If YOU snap tomorrow and decide to go on a killing spree, I don’t want your options to include weapons suited for war. I want your options to be very limited to, say, kitchen implements or garden tools. Come at me with a rake, and I will defend myself with a shovel. See how that’s better than a 19-year-old walking into Academy or Bass Pro and walking out with an AR-15?
Those other problems are very real, yes, and should be addressed. We can work on more than one problem at a time. Gun ubiquity is a real problem. Let’s work on it.
Fortunately, the first part isn’t true. “Fundamentalists” comprise a smaller percentage of our nation than the GOP would have us think. But yes, any person who believes the Bible must also believe in violence — the book is based on it, filled with it, and culminates in the ultimate violence: the genocide of most of the human race (anyone who disagrees) and the destruction of much of the universe.

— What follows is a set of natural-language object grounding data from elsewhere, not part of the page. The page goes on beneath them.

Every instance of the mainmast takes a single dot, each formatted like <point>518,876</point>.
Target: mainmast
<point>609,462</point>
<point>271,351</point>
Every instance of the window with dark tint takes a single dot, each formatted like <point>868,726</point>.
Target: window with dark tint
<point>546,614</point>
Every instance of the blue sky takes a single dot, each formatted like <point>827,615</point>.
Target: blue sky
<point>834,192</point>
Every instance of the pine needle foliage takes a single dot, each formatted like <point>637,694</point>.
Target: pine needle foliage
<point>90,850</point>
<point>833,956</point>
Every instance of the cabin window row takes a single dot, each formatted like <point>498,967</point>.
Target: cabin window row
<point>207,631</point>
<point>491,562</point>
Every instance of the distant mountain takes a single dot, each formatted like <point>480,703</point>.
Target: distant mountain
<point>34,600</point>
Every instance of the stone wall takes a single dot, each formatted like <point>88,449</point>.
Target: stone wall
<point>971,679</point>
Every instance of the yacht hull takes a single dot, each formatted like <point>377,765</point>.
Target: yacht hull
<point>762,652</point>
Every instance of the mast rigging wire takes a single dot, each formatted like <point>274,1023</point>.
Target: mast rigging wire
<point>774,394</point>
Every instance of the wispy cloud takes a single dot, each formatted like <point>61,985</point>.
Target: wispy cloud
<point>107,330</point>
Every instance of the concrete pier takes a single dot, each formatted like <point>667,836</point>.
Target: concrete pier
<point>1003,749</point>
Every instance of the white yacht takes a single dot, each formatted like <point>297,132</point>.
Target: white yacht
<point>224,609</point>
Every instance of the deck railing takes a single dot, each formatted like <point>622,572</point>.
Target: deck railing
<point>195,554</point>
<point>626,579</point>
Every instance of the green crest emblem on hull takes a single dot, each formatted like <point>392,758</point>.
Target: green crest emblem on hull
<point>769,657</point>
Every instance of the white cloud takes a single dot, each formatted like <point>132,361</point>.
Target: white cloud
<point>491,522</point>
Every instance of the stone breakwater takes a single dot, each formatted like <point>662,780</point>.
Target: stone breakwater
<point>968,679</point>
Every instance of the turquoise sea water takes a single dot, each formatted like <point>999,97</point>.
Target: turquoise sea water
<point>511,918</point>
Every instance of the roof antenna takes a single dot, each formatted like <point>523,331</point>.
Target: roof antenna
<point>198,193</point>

While I’d like to see less violence all around, I don’t think most people are basically violent today. We beat our children less than we used to. We own fewer slaves than we used to. We abuse our spouses less than we once did. We send smaller proportions of our population to war than we did a century ago. Most people today — even those who enjoy violence depicted in movies or games — aren’t engaging in actual violence in their day-to-day lives.
I’d like to never see that phrase again. We need to (1) stop advocating penalties for unconvicted defendants, and (2) reform our justice system to match the advanced nations of Europe — if not improve upon them. We also need to dismantle the school-to-prison pipelines that keep our prison system crammed full of potential free citizens, and stop arresting people for ingesting things that make them feel better.
Again, it is a matter of fact that we commit fewer atrocities than we used to — both as a species and as a nation. But we can improve further. As for the absurdities, fortunately, I think we’re believing fewer of those too. Again, we have a lot of room for improvement.
In my ideal fantasy world, cities like mine would have more libraries than churches, more beds in the homeless shelter than in the county jail, larger parking lots at the city parks than at the city’s hospital, more solar-powered houses than SUVs, more hands-on community projects than private intoxication parties, and so on.
In The End
His blog entry was all over the place; I got the impression it was written as a stream-of-consciousness spurt rather than a carefully crafted argument. Good! Get it all out. Write it down. Tell us what you really think.
Come at me (or Richard) with your words, your thoughts, your informed reasoning. Leave your guns at home — this isn’t a contest of bullet holes, but rather of information and rationality.